ISP NXDomain hijacking

Last week I was working on some ElasticSearch changes for my local work stack, and a blunder on my part bricked my installation. No big deal, we’ve got an installation process to get things back up and running.

So I took the docker containers down, wiped them, ran through our installation steps again, went to localhost and nothing. This was strange. I dug into my docker logs, finding that it was a timeout failure from the nginx container. In it I noticed:

upstream: "http://92.242.132.24:4200/favicon.ico"

Weird, I don’t recognise that IP…

whois barefruit

Who are Barefruit? A little detective work (aka looking at their website) revealed that they are a company who describe their product as “Generating highly targeted traffic by replacing DNS and HTTP errors with relevant advertising”.
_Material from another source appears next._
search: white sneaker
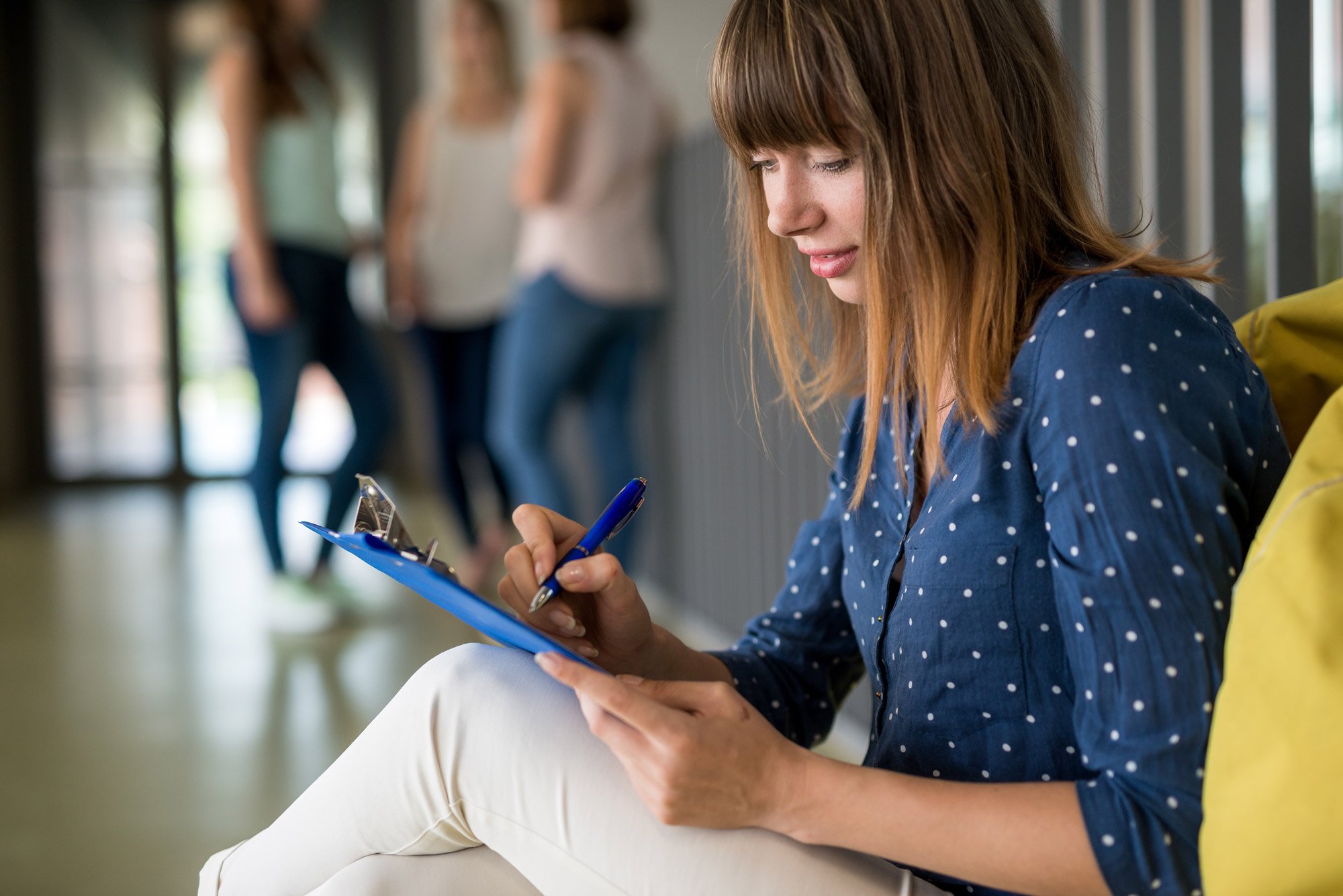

Oh boy, that sounds fun. Looking deeper I was lead to a couple of blogs and an article [1][2] which explain how Virgin Media and other ISPs hijack the NXDOMAIN response of requests to drive traffic to Barefruit.

Naively, since moving to Virgin Media I’d never actually looked at the page Virgin were serving me on an invalid request. I checked it, and It’s littered with targeted ads that I’d never bothered to read or think about; looking at the ads, I have most definitely sent data to Barefruit unknowingly. Hidden on the page is an option to turn off their NXDOMAIN hijack which I promptly disabled, and updated my iptables to blacklist their IP.

The question I’m left with is, why was nginx returning this IP as the upstream? I dug down into our docker compose and found the bash function:

add_host_entry() {
  ip -4 route list match 0/0 | awk '{print $3" host.docker.internal"}' >> /etc/hosts
}

Okay, so it’s piping the ip -4 route list match 0/0 into the containers /etc/hosts to set host.docker.internal to resolve to its IP. Looking up the command in the man pages, it seems to be getting the default gateway.

Cross referencing default gateway and Barefruit, I found an old thread[3] that seems to indicate that my ISP is most definitely interfering with my DNS requests. As I’m using Virgin Media’s SuperHub 3 and this no longer allows you to choose your own custom DNS server. In summary, I think I’ll be going into modem-mode and setting my own raspberry pi router in the coming weeks.